Many Stated Preference Studies Are Unreliable

  • Stated preference studies ask people how much they would be willing to pay to reduce risk in a hypothetical situation.
  • Stated preference studies are subject to “hypothetical bias” that can inflate VSL estimates because people say they are willing to pay more to avoid risk than they actually are.
  • Stated preference studies regularly fail scope tests. Preferences estimated from these studies do not appear rational. In other words, willingness to pay estimates from these studies are not related to the size of the risk.

Agencies Have Incentives To Maximize Budgets

  • Public Choice Theory suggests that government agencies are incentivized to use policies and procedures designed to maximize budgets.
  • Agencies are incentivized to use larger VSL estimates to increase the likelihood that their proposed regulations will pass a benefit-cost test.
  • Agencies have the incentive to ignore or avoid doing benefit-cost analysis on regulations that would not pass.

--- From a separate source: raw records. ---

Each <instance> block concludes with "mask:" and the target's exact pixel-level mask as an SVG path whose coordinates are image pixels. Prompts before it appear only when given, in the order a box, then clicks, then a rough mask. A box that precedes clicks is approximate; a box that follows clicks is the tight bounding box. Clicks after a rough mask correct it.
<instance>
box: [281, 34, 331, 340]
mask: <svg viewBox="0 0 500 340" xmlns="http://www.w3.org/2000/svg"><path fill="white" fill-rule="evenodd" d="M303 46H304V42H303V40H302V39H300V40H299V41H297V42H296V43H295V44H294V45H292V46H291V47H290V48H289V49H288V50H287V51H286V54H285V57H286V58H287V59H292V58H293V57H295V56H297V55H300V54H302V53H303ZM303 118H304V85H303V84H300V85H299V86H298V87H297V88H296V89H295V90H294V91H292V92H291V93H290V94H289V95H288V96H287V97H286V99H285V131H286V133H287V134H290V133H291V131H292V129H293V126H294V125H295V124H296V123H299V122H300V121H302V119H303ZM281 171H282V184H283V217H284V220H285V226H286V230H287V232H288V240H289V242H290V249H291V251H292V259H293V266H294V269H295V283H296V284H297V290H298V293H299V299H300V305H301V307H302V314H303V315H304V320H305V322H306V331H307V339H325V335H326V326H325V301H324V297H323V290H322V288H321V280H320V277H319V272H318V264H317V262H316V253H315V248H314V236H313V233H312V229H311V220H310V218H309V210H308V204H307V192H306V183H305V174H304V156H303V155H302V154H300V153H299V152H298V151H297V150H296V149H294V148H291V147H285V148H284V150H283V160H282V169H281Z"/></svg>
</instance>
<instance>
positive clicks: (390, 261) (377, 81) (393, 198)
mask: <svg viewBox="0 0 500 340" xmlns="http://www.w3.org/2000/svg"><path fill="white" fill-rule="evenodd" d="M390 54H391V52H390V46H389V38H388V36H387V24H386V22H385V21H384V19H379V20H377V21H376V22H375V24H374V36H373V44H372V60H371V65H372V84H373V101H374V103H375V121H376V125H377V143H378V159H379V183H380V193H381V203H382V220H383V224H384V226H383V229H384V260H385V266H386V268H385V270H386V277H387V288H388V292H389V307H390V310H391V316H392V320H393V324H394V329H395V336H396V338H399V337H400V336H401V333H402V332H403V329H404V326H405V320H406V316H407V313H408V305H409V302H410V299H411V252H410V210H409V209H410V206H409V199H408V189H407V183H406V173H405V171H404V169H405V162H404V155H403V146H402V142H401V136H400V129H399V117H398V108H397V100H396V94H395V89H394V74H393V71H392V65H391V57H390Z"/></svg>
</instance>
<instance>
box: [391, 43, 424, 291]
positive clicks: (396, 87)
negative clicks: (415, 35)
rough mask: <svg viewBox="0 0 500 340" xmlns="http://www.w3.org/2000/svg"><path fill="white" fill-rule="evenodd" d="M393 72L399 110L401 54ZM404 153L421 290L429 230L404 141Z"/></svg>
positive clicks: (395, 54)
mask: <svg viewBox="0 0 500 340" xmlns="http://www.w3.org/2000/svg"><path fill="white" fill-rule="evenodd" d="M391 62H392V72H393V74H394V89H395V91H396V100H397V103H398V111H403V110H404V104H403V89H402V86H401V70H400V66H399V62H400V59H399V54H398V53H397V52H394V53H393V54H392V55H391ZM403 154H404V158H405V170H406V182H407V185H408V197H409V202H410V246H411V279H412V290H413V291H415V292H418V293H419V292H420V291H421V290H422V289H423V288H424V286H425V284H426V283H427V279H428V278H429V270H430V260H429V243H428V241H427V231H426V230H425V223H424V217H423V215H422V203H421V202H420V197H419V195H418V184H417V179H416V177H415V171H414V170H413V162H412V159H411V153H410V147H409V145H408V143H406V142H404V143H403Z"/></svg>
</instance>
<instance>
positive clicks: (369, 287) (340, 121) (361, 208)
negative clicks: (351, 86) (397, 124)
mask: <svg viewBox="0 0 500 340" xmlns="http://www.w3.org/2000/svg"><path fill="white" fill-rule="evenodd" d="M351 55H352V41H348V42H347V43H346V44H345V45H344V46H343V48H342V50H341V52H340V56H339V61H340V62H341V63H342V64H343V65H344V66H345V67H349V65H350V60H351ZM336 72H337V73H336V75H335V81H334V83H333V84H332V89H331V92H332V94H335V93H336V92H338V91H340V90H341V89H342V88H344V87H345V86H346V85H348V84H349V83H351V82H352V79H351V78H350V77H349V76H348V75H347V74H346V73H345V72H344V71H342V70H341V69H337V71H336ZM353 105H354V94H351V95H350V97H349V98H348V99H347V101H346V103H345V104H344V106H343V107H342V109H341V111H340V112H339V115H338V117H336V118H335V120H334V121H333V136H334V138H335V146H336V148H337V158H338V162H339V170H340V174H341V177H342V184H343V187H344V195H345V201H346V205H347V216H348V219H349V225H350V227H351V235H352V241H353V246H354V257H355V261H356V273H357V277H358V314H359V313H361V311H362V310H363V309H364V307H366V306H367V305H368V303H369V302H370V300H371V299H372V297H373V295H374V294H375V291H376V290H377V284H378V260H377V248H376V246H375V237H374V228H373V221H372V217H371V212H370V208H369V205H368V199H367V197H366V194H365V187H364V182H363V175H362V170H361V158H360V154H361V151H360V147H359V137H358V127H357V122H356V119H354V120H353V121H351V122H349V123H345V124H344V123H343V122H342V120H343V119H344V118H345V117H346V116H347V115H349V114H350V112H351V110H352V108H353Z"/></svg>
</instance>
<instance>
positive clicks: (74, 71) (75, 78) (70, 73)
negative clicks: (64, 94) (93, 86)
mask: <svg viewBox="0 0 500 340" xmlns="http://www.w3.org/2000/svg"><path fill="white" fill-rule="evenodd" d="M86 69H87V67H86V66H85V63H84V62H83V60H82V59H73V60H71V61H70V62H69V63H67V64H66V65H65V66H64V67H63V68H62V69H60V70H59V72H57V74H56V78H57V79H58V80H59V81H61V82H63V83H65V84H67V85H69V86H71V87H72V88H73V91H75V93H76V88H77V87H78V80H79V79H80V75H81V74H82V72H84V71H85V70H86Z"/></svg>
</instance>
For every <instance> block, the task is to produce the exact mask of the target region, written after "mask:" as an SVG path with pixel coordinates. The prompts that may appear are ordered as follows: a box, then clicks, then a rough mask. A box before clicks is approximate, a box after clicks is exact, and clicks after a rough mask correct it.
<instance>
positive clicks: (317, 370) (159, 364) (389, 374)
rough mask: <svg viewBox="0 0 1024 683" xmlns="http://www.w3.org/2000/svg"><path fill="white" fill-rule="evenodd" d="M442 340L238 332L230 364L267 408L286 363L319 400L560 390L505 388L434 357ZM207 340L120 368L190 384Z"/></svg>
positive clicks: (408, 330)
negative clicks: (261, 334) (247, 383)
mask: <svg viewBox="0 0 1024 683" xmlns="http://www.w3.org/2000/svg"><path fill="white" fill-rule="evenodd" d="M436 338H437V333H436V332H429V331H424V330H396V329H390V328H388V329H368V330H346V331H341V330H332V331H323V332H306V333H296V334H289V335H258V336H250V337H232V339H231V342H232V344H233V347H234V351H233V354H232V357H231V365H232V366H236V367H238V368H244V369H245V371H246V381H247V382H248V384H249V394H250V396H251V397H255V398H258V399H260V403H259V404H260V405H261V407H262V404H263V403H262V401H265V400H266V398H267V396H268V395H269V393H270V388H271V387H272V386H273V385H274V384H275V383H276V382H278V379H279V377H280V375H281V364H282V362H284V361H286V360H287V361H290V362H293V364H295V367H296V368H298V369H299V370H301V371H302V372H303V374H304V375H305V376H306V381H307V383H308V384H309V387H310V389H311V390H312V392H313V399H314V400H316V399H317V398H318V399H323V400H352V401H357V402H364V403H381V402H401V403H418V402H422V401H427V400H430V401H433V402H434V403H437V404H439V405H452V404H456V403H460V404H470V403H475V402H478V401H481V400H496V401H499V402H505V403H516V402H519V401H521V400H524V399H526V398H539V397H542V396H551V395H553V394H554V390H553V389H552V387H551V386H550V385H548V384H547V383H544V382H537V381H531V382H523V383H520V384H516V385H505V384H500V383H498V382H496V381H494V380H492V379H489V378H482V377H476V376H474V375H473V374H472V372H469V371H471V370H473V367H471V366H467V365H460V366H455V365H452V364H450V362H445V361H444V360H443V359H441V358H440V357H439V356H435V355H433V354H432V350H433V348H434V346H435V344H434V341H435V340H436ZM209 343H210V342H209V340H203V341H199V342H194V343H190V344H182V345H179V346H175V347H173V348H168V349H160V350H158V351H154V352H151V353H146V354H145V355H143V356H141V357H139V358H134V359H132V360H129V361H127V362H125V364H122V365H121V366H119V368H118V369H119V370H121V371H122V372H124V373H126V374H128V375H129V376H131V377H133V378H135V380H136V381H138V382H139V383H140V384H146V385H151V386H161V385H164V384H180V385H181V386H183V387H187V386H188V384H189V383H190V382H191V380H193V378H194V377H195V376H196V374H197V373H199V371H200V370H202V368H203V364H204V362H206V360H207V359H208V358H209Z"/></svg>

Political or Bureaucratic Considerations May Trump Benefit–Cost Analysis

  • VSL estimates are subject to political pressure.
  • It is politically unpopular to reduce the VSL because the public perceives reducing the VSL as lowering the value of life.
  • When the Environmental Protection Agency tried to reduce VSL estimates for senior citizens to reflect older people’s lower willingness to pay for risk reduction, Congress prevented this change from happening to avoid upsetting constituents.
  • Ignoring or avoiding benefit-cost analysis can lead to over-regulation.

Over-regulation Harms Americans

  • Over-regulation has real implications for American taxpayers and consumers. When government agencies over-regulate, this limits people’s ability to make decisions for themselves, reduces economic efficiency, and raises compliance costs.